You know, I didn't read through all of the response there just because I'm going through this with you here. So I'm being kind of brief, but it goes through and talks about it. So it returns null if an expression equals another expression.
So why is it used in this case? So they they're doing it to prevent division by zero. So without that, you can get an error. So you don't want to divide by zero there.
And so they're avoiding that error. All right. So, so you can learn about what this thing does, why they are doing it, you know, why it's useful.
And so this can be a great way to have ChatGPT help you do the hard queries to learn, but always verify, always read through the code, try to learn from that. And so sometimes ChatGPT can help you get unstuck. Sometimes ChatGPT can help you with the really hard queries.
But you know, it's not always perfect. This did actually a very good job of writing these queries.
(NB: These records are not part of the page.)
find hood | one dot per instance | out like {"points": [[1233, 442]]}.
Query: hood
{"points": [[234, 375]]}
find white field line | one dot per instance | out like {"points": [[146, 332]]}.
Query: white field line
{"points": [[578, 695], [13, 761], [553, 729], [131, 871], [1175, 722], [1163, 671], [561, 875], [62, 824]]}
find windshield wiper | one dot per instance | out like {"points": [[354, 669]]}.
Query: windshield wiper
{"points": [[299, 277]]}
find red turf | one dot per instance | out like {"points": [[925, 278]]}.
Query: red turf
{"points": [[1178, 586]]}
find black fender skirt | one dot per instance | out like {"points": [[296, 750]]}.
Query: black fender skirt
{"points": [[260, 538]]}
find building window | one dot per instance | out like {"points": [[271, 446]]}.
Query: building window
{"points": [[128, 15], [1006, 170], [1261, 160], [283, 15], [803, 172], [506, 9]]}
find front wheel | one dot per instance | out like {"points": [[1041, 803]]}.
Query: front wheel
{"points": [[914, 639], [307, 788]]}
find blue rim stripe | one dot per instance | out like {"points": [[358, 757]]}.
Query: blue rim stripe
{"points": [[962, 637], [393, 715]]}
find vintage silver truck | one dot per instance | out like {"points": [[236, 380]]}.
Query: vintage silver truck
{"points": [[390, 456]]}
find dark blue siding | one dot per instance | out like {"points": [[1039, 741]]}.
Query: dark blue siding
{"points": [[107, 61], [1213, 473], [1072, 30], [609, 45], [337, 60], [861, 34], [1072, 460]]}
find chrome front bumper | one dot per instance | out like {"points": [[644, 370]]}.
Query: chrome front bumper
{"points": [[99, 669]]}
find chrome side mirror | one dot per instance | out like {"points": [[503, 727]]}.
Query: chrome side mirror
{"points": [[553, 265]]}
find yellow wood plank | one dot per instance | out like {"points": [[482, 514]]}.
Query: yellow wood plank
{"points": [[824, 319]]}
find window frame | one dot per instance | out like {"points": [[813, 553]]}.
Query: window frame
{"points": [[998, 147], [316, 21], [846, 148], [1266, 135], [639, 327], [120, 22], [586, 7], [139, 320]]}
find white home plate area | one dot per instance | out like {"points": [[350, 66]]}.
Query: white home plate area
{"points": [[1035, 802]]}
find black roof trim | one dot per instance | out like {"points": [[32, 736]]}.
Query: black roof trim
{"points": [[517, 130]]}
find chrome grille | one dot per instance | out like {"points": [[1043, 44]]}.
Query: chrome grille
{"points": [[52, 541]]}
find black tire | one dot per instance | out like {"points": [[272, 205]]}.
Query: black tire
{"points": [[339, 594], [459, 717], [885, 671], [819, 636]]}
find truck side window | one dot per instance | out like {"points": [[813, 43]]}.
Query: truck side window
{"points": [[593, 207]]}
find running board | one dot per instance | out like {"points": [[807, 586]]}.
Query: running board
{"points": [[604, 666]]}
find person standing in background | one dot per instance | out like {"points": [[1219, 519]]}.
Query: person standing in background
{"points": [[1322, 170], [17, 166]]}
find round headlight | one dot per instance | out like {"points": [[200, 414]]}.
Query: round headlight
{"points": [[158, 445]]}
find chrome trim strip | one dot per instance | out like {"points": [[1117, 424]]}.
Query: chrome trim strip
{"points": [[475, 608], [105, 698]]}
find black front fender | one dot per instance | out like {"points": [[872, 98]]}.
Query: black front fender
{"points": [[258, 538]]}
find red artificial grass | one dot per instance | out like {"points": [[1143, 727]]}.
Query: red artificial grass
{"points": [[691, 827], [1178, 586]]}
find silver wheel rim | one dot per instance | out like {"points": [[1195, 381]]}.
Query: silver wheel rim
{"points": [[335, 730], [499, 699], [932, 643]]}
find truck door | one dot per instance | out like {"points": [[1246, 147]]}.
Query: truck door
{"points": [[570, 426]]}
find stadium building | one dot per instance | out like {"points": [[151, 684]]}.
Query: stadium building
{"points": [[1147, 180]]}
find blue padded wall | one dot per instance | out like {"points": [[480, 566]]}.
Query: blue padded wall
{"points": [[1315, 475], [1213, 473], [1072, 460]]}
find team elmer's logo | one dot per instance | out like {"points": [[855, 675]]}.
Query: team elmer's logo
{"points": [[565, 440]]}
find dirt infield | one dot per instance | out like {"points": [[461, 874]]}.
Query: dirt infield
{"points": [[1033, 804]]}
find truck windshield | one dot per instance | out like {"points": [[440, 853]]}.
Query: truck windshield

As you get really complex, sometimes it's not going to be good enough.
So it's still important to be able to know how SQL works, to be able to read through the queries. Sometimes, of course, of course, to be able to write them yourself. ChatGPT can't always be the answer every single time.
But also, if you don't know anything about how to look and read through the queries, you can't verify the accuracy of these queries. And I don't care how fast you are getting a response from ChatGPT, if ultimately the query that you're running produces a bad result. And it's really up to us to understand our queries, whether we're writing them or whether we're asking ChatGPT to write them, we need to be able to validate that these things are correct and that people can trust the results that we're giving them.
But ChatGPT can be a great ally and a great help to you in trying to write your queries, to challenge through things, to ask you questions, and it can be a great digital assistant for you.